The symptoms of sleep apnea include: loud snoring, episode of stopped breathing, gasping for air during sleep, awaking with dry mouth, morning headache, difficulty staying asleep, daytime sleepiness, and irritability. It’s a good idea to see a doctor if you experience a few of these symptoms. It is a serious medical condition that can result in complications such as: daytime fatigue, high blood pressure, heart problems, Type 2 diabetes, liver problems, and my favourite, a sleep-deprived partner.

Testing for sleep apnea can entail spending a night at a sleep clinic where a sleep specialist monitors your breathing and other body functions through the night. Depending on the results you may end up with CPAP (continuous positive airway pressure) machine. The air pressure from this machine keeps your upper airway passages open preventing apnea and snoring.
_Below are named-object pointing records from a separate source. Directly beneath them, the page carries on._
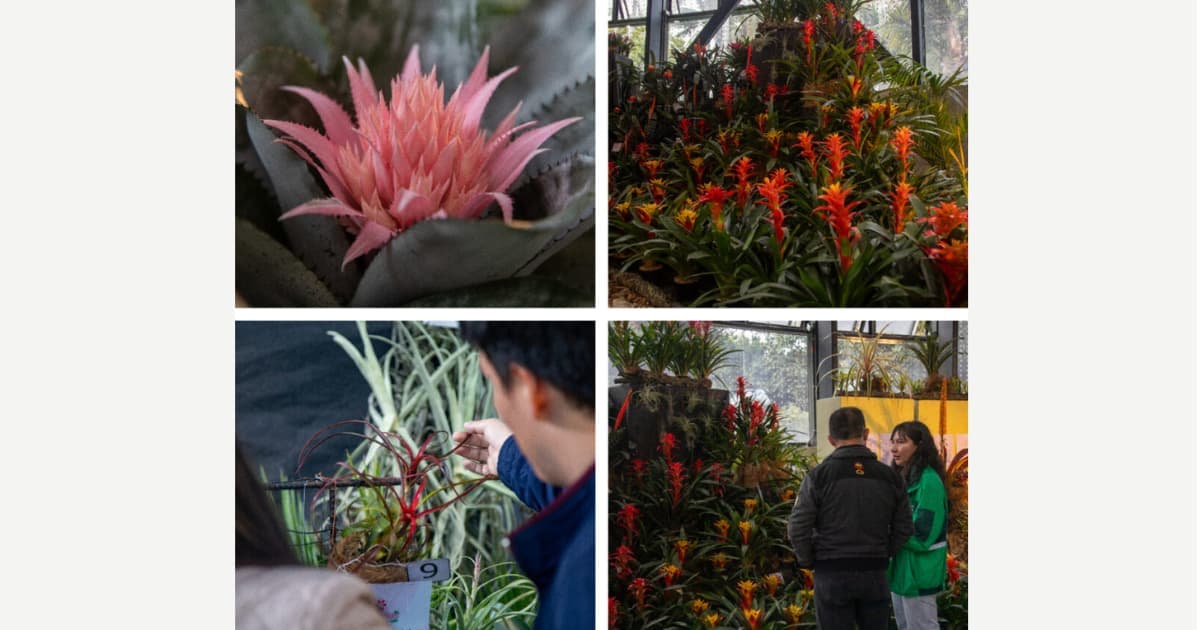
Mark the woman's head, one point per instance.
(913, 449)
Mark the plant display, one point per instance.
(425, 384)
(807, 167)
(697, 529)
(420, 198)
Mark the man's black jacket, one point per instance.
(852, 513)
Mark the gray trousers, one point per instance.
(849, 599)
(916, 613)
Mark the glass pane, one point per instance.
(778, 367)
(630, 9)
(946, 35)
(892, 23)
(637, 42)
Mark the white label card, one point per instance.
(435, 570)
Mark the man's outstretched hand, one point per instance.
(481, 441)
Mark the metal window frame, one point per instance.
(659, 17)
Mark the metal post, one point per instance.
(655, 33)
(917, 10)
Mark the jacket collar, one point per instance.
(852, 451)
(539, 544)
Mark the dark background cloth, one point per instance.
(292, 381)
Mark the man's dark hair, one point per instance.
(846, 424)
(562, 353)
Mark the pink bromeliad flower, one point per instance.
(414, 156)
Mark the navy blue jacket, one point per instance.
(556, 547)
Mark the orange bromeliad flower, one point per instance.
(743, 168)
(687, 219)
(900, 205)
(747, 588)
(835, 148)
(714, 196)
(856, 115)
(723, 529)
(951, 258)
(754, 617)
(682, 547)
(646, 213)
(945, 217)
(773, 192)
(901, 139)
(413, 156)
(838, 213)
(772, 582)
(744, 527)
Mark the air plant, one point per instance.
(388, 520)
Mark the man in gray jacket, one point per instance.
(852, 514)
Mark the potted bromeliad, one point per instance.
(805, 167)
(383, 528)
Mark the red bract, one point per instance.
(676, 477)
(900, 205)
(945, 217)
(667, 445)
(835, 149)
(838, 213)
(856, 115)
(952, 261)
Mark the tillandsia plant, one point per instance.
(805, 167)
(697, 539)
(419, 198)
(385, 521)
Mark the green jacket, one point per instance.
(919, 567)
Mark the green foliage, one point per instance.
(772, 106)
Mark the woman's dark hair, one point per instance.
(562, 353)
(259, 540)
(924, 456)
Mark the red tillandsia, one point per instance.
(628, 520)
(623, 562)
(714, 196)
(903, 142)
(747, 588)
(666, 445)
(675, 477)
(804, 142)
(835, 149)
(773, 191)
(945, 219)
(838, 213)
(900, 205)
(743, 169)
(639, 587)
(412, 157)
(856, 115)
(951, 258)
(687, 219)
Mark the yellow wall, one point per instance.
(882, 414)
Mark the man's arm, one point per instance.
(489, 448)
(802, 521)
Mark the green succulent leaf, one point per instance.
(267, 273)
(319, 241)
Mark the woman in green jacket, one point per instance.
(917, 573)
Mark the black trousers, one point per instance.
(849, 598)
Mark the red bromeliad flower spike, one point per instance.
(412, 157)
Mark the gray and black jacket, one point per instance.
(852, 513)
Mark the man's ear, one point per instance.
(537, 390)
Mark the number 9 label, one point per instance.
(433, 570)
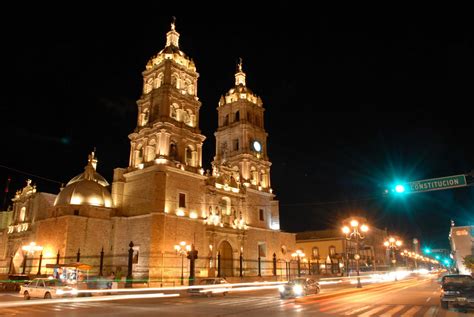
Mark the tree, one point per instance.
(468, 262)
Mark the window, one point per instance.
(236, 144)
(22, 214)
(182, 200)
(262, 249)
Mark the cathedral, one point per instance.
(164, 197)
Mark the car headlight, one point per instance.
(297, 289)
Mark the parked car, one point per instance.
(47, 288)
(13, 282)
(299, 287)
(210, 286)
(457, 290)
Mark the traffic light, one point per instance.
(399, 188)
(396, 188)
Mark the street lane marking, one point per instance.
(433, 311)
(352, 312)
(393, 311)
(412, 311)
(373, 311)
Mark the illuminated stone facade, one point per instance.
(164, 196)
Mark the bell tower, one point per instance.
(167, 129)
(241, 140)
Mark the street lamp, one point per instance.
(392, 244)
(31, 249)
(298, 254)
(182, 249)
(355, 232)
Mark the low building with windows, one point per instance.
(329, 252)
(461, 239)
(164, 196)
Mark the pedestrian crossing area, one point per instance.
(47, 310)
(248, 304)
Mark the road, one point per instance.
(403, 298)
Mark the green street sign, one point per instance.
(426, 185)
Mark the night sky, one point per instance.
(351, 105)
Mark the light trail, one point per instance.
(83, 299)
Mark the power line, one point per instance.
(30, 174)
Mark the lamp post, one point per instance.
(355, 232)
(182, 248)
(30, 250)
(392, 244)
(298, 254)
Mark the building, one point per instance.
(164, 196)
(462, 244)
(329, 252)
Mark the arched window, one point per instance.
(225, 205)
(173, 153)
(22, 214)
(253, 175)
(148, 85)
(158, 81)
(189, 157)
(145, 116)
(174, 111)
While it may seem rather cumbersome, people who have adjusted to wearing it are enjoying the benefits of a good nights rest. There are other devices that can be used if the CPAP doesn’t work. There is also surgery for extreme cases where the other options have failed.

Like with so many health disorders, living a healthy lifestyle is either a first step or a complimentary part of the process to dealing with sleep apnea. Years ago a client lost more than 30 pounds and one of the benefits was that his sleep improved (the symptom of sleep apnea disappeared) to the point where he stopped using the CPAP.  Once again, diet and exercise come to the rescue.